Yea, I'm good at pretending with a smile and all. That way people don't have to pretend that they care, when really it makes them so uncomfortable, they don't want your feelings or problems to mess up their happy little world. Some ppl know I'm depressed, but no one knows that I cut, though.
I know what you mean about alcohol & drugs. They help, too. ANd no, you're right, you can never totally escape the past. BUT you can escape it enough to go on living. Even it is a semi-miserable existence. Some other things that can get my mind off of it are music, books, TV sometimes, and driving very fast. Maybe different things would work for you.
I know my life has been pretty lousy for these last couple of months, but between being able to get my pain out cutting, and getting a little drunk & stoned at night, I can make it.

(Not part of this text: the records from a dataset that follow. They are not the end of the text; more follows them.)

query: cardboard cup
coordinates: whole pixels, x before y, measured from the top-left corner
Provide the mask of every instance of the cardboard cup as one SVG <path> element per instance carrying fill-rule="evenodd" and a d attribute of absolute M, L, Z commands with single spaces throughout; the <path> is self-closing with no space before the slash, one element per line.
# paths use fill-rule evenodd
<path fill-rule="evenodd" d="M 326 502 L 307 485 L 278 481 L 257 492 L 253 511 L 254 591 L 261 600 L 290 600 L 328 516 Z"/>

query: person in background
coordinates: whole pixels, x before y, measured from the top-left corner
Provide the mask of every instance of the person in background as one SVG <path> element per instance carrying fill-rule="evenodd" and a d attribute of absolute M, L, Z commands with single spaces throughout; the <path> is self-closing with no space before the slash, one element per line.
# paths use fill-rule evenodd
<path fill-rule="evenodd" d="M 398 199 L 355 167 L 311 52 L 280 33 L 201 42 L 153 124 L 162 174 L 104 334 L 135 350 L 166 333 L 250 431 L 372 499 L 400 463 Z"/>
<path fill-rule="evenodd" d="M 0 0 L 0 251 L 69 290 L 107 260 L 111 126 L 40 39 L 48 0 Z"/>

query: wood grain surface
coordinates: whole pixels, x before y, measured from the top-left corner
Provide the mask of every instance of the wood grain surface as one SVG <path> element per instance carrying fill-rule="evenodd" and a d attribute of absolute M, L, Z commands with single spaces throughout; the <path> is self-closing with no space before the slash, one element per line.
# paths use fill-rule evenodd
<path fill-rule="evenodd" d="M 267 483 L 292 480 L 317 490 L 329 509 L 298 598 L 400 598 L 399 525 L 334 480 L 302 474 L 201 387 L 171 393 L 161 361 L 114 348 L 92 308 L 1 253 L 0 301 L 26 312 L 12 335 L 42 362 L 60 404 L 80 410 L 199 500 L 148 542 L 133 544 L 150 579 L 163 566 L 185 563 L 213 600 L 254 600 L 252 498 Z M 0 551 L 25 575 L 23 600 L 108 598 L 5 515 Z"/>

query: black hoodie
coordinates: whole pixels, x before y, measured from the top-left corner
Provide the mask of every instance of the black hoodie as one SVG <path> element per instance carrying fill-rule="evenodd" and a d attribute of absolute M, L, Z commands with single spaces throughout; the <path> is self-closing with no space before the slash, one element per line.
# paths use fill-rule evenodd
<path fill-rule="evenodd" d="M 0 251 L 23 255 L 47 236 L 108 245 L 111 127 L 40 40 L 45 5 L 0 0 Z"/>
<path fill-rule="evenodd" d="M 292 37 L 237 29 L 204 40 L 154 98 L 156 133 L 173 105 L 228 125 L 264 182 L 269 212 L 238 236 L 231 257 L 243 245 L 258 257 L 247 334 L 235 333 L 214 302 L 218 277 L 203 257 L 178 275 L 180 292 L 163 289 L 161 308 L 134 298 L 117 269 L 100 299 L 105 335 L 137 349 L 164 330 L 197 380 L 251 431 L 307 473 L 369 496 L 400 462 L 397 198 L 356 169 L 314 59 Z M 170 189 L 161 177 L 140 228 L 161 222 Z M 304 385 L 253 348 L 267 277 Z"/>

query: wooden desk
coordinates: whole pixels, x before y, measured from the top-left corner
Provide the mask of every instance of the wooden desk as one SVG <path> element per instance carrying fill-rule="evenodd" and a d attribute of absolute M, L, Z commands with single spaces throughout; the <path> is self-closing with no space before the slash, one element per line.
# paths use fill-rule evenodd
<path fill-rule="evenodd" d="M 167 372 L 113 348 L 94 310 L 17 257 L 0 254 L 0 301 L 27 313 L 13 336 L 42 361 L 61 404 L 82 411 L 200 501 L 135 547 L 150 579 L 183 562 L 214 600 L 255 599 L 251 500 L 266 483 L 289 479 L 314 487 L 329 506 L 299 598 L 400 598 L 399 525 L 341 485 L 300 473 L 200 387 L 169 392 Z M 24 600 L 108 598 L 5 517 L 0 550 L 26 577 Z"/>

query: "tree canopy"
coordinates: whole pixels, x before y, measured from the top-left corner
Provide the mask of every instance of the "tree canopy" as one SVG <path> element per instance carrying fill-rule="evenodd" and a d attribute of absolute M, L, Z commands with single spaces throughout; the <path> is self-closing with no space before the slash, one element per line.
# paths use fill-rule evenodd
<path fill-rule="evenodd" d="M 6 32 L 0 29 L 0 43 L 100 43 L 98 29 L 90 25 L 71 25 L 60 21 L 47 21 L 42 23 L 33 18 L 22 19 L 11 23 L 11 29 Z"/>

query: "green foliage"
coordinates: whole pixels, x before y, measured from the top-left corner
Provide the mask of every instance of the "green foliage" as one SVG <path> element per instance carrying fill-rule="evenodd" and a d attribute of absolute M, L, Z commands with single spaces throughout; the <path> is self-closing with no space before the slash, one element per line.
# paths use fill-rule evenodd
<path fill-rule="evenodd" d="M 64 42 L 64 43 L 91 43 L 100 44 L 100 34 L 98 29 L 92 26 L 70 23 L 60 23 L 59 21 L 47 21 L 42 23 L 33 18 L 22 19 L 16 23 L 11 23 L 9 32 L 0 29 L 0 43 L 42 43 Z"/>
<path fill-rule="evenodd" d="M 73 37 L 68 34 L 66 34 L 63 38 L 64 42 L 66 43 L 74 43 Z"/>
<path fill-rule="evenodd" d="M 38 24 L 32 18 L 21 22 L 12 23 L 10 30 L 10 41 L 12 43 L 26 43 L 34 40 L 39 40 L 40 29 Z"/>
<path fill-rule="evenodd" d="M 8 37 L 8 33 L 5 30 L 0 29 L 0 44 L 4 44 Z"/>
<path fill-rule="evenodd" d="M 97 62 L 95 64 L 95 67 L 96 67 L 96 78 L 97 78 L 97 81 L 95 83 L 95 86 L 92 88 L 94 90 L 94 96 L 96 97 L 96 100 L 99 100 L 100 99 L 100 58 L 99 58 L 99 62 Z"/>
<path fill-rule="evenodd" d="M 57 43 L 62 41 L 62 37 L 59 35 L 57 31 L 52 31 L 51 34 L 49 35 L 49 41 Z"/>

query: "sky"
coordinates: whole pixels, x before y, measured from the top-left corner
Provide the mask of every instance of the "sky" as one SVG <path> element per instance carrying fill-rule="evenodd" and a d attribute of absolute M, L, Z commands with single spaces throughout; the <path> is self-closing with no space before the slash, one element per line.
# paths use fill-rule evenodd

Things probably won't change much for me as old as I am, but you are so young that you don't yet know what the next month or year may hold for you. You could end up being happier than you could ever imagine.
And believe me, I don't try to push my religious beliefs on anyone, but if you are a Christian, think about causing your own death from a Christian outlook before you do anything you can't take back. (if you're not a Christian just disreguard that)
And besides, now you've got me to talk to, and i would be very dissapointed if you weren't here. You can message me anytime, or chat or whatever.
I haven't done it yet, but I am going to be writing my story this week and try and get it posted. I'm just so depressed most of the time I haven't gotten it done yet.